| I think I'm pretty careful to say that this is a simplified version of Twitter. Of the features you list: - spam detection: I agree this is a reasonably core feature and a good point. I think you could fit something here but you'd have to architect your entire spam detection approach around being able to fit, which is a pretty tricky constraint and probably would make it perform worse than a less constrained solution. Similar to ML timelines. - ad relevance: Not a core feature if your costs are low enough. But see the ML estimates for how much throughput A100s have at dot producting ML embeddings. - web previews: I'd do this by making it the client's responsibility.
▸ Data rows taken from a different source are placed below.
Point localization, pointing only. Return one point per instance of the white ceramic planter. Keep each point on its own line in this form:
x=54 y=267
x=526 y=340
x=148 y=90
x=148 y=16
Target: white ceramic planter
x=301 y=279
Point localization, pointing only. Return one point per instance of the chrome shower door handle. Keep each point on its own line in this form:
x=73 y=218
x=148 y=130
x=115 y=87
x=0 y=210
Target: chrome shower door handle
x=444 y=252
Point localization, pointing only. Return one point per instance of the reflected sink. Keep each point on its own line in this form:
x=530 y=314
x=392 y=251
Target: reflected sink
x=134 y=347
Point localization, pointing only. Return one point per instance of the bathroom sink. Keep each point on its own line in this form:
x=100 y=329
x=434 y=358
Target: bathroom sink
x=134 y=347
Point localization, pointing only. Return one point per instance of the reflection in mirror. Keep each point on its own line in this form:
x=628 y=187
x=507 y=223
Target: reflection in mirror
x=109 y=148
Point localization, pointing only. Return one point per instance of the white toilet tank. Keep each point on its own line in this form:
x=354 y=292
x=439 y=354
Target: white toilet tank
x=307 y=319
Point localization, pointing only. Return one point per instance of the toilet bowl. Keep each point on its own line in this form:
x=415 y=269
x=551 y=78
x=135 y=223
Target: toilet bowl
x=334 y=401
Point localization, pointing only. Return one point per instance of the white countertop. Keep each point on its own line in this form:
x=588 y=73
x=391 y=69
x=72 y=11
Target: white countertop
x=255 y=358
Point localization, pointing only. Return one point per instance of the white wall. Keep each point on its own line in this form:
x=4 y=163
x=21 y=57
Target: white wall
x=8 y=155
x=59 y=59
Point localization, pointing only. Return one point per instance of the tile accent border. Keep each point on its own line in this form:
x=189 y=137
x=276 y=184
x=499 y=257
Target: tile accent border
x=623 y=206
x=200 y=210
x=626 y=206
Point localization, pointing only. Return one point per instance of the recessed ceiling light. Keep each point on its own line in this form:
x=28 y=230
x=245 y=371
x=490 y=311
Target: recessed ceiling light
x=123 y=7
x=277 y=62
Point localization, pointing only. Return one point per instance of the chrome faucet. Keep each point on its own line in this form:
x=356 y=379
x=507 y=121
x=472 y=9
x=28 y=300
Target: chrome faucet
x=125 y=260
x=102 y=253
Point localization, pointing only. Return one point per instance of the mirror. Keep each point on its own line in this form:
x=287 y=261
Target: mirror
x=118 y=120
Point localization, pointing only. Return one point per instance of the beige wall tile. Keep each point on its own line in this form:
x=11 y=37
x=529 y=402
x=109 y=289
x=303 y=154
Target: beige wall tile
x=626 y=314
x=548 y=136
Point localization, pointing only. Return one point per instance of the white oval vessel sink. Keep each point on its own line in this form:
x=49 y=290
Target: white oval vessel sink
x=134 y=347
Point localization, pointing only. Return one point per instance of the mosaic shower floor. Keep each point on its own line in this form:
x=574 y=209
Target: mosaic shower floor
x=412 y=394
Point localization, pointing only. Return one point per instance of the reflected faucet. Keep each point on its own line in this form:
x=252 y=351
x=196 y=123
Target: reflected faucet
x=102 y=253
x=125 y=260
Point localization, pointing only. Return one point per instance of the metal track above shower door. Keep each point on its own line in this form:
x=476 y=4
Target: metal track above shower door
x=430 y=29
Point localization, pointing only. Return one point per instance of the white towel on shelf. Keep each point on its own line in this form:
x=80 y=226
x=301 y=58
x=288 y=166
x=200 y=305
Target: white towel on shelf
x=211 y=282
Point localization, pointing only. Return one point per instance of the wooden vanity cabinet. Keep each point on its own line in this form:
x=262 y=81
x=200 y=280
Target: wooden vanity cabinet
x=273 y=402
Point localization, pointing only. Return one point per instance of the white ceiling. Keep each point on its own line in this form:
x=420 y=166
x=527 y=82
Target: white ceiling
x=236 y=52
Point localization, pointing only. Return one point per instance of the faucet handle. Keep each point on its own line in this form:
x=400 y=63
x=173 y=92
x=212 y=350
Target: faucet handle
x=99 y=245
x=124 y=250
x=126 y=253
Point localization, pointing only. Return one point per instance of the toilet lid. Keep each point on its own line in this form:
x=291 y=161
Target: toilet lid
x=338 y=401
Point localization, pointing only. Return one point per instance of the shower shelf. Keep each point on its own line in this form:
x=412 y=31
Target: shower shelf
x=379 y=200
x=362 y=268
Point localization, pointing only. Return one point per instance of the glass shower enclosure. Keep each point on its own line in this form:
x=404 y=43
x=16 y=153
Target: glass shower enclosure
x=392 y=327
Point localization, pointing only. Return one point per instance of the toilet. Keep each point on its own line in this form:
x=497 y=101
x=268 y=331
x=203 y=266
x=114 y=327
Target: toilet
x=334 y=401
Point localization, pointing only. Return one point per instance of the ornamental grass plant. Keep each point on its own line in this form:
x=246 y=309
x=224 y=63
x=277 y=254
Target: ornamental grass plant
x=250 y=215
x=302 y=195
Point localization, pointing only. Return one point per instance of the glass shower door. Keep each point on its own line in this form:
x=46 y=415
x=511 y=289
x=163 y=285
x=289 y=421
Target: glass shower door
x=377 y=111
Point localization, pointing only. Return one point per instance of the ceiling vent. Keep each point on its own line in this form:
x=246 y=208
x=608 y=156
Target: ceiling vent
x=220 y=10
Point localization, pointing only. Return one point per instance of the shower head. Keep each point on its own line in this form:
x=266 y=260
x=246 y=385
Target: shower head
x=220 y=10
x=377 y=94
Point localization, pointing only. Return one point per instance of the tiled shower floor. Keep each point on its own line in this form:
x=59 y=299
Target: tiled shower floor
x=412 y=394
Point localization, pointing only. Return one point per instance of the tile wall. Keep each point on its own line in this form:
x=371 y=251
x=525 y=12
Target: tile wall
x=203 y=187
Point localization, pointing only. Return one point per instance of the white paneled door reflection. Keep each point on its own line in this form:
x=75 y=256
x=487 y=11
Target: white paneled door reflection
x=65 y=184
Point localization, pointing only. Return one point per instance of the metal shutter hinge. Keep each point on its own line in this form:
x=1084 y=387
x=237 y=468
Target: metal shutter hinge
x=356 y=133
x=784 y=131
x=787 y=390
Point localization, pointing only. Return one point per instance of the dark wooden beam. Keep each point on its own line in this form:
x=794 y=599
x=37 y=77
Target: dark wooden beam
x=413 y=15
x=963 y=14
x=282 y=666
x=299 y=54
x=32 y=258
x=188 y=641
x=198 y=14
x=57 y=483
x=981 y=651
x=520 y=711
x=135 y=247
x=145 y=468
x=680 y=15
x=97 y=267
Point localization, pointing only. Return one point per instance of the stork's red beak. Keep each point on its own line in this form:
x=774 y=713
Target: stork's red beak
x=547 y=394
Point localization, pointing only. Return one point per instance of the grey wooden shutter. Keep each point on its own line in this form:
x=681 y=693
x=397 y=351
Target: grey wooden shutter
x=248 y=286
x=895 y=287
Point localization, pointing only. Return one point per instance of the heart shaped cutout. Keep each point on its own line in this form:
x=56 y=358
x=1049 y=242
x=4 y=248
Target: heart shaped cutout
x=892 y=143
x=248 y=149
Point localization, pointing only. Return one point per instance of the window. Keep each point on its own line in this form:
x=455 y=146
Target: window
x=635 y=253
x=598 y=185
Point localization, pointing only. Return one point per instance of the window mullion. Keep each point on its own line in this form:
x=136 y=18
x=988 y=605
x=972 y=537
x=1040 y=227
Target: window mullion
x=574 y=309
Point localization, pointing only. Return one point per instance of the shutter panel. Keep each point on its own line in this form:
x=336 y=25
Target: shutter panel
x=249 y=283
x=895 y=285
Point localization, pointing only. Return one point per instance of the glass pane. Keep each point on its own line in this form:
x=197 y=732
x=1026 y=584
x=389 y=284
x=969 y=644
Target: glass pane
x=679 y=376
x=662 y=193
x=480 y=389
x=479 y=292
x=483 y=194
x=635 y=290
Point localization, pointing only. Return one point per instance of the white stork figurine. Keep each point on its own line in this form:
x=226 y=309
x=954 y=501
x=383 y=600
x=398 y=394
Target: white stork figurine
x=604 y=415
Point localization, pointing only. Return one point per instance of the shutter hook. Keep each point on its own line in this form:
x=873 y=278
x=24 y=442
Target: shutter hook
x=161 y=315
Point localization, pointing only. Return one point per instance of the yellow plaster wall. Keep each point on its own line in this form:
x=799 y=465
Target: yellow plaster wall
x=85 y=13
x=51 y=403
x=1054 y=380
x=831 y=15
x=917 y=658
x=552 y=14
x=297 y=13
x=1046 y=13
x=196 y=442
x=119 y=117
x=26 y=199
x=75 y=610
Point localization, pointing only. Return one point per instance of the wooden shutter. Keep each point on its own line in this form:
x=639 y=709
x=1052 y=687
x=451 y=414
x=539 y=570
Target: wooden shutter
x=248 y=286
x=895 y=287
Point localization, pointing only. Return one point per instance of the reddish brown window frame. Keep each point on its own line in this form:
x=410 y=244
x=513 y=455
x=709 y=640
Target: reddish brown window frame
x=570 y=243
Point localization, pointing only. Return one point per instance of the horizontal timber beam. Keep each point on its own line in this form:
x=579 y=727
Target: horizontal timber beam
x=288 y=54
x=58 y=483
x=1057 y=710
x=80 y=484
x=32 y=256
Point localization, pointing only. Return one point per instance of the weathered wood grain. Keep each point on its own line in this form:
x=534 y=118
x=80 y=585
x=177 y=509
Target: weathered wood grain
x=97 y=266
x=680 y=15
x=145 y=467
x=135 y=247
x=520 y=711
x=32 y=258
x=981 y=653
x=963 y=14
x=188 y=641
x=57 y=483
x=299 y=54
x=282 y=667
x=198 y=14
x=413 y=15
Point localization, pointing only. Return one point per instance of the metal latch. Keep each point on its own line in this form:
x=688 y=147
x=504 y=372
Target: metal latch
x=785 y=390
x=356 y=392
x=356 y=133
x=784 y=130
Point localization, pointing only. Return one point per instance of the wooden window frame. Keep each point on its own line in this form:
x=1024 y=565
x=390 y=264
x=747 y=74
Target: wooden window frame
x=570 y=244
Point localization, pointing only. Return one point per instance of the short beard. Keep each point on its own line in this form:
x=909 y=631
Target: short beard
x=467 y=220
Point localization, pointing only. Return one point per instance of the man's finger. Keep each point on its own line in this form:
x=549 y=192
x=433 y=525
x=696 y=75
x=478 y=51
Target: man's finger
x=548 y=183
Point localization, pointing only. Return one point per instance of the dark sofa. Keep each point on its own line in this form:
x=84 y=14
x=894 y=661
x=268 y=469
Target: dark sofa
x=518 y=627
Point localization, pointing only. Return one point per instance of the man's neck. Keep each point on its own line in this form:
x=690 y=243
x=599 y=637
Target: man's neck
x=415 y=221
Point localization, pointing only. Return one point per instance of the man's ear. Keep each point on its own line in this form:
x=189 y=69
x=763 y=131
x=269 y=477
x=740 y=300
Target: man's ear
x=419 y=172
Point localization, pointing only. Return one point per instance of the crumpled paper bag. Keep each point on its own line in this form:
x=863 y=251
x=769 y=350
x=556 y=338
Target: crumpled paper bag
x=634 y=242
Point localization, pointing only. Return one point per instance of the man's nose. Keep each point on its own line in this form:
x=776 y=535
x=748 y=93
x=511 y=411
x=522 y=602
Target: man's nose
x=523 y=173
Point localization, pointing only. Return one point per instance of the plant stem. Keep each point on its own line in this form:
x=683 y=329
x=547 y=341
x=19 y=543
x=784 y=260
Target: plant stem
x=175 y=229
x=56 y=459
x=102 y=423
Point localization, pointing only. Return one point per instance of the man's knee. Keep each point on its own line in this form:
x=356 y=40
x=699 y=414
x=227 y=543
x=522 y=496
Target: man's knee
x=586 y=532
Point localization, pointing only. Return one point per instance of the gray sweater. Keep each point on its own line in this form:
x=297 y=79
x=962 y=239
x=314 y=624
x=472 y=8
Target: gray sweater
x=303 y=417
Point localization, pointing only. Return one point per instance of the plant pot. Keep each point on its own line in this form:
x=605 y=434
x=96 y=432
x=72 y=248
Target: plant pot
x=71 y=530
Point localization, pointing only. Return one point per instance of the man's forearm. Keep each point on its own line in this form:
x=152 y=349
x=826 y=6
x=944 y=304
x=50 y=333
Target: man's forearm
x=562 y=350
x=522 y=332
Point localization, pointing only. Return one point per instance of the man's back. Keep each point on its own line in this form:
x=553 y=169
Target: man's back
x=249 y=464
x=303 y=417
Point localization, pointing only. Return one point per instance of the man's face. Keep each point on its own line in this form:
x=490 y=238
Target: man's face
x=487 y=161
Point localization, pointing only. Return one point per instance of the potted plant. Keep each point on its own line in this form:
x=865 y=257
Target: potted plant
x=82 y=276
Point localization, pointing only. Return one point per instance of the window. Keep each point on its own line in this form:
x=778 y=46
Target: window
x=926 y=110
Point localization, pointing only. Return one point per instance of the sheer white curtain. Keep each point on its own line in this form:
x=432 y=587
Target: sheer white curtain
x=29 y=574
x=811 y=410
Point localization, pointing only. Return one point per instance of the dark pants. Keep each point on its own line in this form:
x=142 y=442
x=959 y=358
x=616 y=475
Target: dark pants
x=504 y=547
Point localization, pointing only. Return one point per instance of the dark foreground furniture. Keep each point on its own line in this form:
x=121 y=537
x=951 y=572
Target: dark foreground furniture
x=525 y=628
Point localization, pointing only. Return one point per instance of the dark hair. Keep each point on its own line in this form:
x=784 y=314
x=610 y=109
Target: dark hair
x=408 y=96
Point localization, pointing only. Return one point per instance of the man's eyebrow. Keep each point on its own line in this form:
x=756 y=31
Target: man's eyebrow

You'd lose trustworthiness though so users with hacked clients could make troll web previews, they can already do that for a site they control, but not a general site. - blocks/mutes: Not a concern for the main timeline other than when using ML, when looking at replies will need to fetch blocks/mutes and filter. Whether this costs too much depends on how frequently people look at replies. I'm fully aware that real Twitter has bajillions of features that I don't investigate, and you couldn't fit all of them on one machine. Many of them make up such a small fraction of load that you could still fit them. Others do indeed pose challenges, but ones similar to features I'd already discussed. |
Actually a good example of how difficult the problem is. A very common attack is to switch a bit.ly link or something like that to a malicious destination. You would also DoS the hosts... as the Mastodon folks are discovering (https://www.jwz.org/blog/2022/11/mastodon-stampede/)
For blocks/mutes, you have to account for retweets and quotes, it's just not a fun problem.
Shipping the product is much more difficult that what's in your post. It's not realistic at all, but it is fun to think about.